Hacker News: fine_tune

New comment by fine_tune in "The Atlantic Quantum team is joining Google"

fine_tune — Thu, 02 Oct 2025 18:25:39 +0000

LLMs are only 3-5 years old (NLP is much older OFC), for all we know they'll be a dead end in research like LSTM are today - LLM/Multi Modal just look super hot. "Attention is all you need" was released in 2017, it took 5 years to prove it was useful, for all we know the new hot thing has already been published and LLMs are obsolete - Google might have been right to wait.

Besides I dont think the top people at Google's DeepMind - and I can only "infer" this from watching them speek online - actually think LLM's are "the one".

New comment by fine_tune in "A New Internet Business Model?"

fine_tune — Mon, 22 Sep 2025 15:45:31 +0000

Its cloudflare trying to enshittify the internet with micro transactions[0] and take their N% cut (of course it will start at like 2% but ask any uber driver how thats going).

The problem is the arguments they make for why this should happen are quite compelling, especially to those running sites (you'll see plenty of complaints on this forum about it), but theres also a large group of people who think information / code / data should be "free" (see open source code/maps/anything you can think off). So really its just a moral debate that will be lost in the interest of profit (which is ya know good n bad, if AI companies did more caching we probably wouldn't need this, but here we are).

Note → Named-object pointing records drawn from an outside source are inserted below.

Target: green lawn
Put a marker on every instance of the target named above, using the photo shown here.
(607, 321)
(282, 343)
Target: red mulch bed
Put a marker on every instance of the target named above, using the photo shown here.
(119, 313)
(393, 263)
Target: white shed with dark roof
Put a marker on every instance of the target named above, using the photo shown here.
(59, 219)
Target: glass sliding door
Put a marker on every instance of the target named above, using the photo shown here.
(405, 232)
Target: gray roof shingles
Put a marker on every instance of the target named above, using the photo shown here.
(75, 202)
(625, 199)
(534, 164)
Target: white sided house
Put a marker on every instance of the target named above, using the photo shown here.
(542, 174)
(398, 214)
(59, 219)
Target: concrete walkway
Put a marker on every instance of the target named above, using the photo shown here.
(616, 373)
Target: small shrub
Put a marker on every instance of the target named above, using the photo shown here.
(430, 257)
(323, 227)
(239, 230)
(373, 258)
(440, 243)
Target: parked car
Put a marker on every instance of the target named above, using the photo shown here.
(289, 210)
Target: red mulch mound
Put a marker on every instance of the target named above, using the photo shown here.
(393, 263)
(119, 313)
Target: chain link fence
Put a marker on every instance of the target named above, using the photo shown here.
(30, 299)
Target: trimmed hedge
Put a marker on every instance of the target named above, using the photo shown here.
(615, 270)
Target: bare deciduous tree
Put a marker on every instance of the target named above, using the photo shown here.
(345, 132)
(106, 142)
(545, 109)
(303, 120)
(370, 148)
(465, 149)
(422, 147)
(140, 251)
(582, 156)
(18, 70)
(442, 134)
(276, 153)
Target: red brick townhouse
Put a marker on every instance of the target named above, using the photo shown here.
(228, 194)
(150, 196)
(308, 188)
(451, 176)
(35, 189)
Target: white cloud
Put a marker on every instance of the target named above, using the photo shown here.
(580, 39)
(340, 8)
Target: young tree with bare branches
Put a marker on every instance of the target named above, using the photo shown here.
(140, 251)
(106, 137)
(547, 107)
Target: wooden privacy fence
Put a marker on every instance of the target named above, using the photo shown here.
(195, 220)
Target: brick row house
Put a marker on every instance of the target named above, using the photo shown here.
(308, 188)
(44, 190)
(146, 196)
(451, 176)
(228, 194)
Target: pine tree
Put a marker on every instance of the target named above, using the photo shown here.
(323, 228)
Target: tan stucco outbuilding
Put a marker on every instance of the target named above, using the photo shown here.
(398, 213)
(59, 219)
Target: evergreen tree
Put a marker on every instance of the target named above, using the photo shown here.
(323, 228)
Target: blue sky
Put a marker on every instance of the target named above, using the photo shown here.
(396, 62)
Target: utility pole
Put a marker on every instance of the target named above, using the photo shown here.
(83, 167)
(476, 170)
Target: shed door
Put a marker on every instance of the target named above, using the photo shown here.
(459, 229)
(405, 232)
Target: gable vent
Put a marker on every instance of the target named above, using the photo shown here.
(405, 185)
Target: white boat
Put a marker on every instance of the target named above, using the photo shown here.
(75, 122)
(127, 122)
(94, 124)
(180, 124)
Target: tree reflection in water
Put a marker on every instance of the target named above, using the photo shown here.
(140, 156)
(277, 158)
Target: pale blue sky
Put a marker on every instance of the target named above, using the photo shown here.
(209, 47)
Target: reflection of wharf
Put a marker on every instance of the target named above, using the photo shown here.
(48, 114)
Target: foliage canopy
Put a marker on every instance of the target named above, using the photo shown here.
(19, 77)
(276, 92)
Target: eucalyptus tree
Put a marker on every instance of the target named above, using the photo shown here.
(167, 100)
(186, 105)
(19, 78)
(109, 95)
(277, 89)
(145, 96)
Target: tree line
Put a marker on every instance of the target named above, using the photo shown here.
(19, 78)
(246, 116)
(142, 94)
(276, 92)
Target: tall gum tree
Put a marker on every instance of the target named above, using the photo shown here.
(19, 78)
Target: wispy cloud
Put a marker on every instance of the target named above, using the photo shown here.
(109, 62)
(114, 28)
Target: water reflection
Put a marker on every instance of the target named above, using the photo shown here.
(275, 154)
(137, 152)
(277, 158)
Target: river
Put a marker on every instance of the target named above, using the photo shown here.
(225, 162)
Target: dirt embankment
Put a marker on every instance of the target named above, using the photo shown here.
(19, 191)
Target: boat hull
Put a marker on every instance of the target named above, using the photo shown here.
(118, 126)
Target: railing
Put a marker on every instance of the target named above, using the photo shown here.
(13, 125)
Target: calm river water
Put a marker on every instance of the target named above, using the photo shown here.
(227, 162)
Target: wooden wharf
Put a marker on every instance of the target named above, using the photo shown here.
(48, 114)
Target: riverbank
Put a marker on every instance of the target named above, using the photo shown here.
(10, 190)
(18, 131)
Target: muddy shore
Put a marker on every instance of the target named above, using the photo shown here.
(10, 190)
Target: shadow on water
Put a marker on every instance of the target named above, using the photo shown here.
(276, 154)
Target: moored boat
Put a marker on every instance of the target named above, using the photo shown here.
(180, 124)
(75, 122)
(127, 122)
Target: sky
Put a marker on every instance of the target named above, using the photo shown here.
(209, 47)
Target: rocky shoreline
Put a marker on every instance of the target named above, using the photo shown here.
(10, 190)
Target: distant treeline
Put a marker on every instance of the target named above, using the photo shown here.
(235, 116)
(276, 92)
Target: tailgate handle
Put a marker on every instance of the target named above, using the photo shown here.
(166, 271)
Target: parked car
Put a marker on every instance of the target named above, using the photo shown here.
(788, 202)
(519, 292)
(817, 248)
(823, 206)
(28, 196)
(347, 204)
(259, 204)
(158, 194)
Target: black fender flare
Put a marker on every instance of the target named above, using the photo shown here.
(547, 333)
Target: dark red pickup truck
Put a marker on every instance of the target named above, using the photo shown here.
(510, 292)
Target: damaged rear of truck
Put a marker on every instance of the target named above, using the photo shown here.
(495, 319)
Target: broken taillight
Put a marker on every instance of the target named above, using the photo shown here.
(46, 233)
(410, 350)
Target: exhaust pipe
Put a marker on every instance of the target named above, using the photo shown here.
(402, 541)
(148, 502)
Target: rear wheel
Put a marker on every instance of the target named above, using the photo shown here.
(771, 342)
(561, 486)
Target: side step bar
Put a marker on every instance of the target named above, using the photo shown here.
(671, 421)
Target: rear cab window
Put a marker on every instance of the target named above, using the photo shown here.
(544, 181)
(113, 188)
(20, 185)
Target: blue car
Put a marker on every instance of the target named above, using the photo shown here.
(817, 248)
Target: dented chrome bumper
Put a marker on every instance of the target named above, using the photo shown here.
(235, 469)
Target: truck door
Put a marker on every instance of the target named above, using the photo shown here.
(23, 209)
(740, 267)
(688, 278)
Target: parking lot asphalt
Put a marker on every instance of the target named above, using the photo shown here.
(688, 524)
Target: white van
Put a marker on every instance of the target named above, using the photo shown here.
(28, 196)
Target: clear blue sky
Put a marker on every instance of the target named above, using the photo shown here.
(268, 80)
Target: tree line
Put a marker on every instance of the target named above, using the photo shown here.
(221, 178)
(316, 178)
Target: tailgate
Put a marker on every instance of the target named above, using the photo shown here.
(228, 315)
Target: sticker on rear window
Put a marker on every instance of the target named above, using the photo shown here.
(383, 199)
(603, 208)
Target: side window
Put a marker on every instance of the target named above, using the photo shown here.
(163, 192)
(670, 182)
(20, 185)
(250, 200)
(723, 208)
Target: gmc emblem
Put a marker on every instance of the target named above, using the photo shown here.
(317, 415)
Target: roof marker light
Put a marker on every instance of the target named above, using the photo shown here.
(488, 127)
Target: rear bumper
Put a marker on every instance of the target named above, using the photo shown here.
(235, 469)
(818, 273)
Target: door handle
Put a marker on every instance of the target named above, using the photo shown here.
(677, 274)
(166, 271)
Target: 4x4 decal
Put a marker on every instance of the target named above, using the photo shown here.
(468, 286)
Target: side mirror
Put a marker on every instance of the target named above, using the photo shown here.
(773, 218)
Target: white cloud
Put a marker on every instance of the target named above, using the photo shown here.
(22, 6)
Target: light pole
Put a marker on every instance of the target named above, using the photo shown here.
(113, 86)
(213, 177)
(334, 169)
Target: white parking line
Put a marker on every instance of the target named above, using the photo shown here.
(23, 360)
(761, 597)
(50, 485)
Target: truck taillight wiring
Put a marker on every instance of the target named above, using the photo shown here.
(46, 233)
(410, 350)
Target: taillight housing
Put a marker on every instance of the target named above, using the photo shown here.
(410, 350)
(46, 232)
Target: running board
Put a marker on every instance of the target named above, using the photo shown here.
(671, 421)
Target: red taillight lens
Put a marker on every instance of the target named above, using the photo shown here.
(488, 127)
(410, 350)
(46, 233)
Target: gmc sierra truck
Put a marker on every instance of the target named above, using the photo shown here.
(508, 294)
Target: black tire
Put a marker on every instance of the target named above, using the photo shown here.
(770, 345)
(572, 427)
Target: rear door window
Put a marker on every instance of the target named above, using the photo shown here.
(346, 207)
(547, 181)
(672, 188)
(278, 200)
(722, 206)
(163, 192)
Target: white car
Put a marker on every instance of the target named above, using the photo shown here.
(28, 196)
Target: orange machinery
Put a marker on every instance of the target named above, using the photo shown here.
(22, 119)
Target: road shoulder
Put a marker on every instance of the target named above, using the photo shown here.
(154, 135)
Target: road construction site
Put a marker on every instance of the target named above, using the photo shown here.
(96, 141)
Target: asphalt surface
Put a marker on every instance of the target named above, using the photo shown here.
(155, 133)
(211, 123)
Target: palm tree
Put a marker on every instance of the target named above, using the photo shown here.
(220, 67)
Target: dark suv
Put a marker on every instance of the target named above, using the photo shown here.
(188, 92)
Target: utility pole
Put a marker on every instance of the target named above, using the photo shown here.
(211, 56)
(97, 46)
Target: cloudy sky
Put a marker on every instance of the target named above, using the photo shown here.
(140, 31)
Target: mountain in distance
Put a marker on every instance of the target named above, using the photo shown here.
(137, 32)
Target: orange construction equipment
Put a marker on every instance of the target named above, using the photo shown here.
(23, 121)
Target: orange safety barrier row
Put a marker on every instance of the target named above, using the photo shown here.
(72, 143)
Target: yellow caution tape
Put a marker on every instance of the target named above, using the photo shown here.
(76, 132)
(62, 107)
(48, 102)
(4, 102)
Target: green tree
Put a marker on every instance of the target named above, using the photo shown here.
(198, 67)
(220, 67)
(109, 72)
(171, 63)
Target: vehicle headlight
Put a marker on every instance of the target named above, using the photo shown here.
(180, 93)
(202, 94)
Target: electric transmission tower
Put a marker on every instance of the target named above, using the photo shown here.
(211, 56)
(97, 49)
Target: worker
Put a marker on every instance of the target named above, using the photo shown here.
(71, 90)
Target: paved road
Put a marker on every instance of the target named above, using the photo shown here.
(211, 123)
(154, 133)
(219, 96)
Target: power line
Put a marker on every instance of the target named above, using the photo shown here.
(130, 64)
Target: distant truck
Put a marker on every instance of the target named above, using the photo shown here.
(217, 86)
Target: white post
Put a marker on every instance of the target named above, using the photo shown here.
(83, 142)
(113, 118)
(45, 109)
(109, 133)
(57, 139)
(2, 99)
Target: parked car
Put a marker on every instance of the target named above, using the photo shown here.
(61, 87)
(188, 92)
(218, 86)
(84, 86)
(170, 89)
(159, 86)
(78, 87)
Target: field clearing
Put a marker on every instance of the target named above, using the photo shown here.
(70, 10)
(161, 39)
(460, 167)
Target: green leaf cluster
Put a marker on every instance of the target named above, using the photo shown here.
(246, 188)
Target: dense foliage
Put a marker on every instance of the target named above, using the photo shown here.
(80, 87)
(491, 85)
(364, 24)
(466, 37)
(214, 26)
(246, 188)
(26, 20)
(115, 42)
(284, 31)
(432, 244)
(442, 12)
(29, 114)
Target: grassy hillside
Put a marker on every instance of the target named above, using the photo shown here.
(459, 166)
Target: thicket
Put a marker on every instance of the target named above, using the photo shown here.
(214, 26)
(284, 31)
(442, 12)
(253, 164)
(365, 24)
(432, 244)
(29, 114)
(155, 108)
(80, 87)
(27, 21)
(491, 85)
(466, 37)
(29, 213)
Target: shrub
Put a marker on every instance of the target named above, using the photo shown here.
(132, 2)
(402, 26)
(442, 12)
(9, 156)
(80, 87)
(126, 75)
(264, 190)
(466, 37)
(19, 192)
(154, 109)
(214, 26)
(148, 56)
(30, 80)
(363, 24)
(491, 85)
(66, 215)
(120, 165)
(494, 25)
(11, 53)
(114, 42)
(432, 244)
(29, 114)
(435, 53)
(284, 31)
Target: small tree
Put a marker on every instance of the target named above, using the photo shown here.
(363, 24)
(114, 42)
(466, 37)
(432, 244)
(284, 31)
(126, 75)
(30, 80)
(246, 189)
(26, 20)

[0] https://blog.cloudflare.com/introducing-ai-crawl-control/

New comment by fine_tune in "How to become a pure mathematician or statistician (2008)"

fine_tune — Fri, 12 Sep 2025 20:32:46 +0000

I got rage baited by this so hard, cant comprehend thinking this way.

Hung out with PhD's, economists, bankers, trust find kids, scientists, and artists - who maybe weren't top tier enough, but none thought this way.

Literally the weirdest take on a forum filled with dreamers, but every take is valid.

New comment by fine_tune in "Top model scores may be skewed by Git history leaks in SWE-bench"

fine_tune — Thu, 11 Sep 2025 19:02:06 +0000

I was going to argue "LLM's need code samples to-do well on languages and if we are honest C# is a language mostly held in private repo's" but Github's 2024 report[0] says its the 5th most used language (I'm to lazy to check if this report includes private repo's but I'll assume it doesn't).

So kinda neat to see this paper!

[0]https://github.blog/news-insights/octoverse/octoverse-2024/#...

New comment by fine_tune in "Top Secret: Automatically filter sensitive information"

fine_tune — Fri, 22 Aug 2025 23:05:56 +0000

I'm no ruby expert, so forgive my ignorance, but it looks like a small "NER model" packaged as a string convince wrapper named `filter` that tries to filter out "sensitive info" on input strings.

I assume the NER model is small enough to run on CPU at less than 1s~ per pass at the trade off of storage per instance (1s is fast enough in dev, in prod with long convos - that's a lot of inference time), generally a neat idea though.

Couple questions;

- NER doesn't often perform well in different domains, how accurate is the model?

- How do you actually allocate compute/storage for inferring on the NER model?

- Are you batching these `filter` calls or is it just sequential 1 by 1 calls

New comment by fine_tune in "Gemini Embedding: Powering RAG and context engineering"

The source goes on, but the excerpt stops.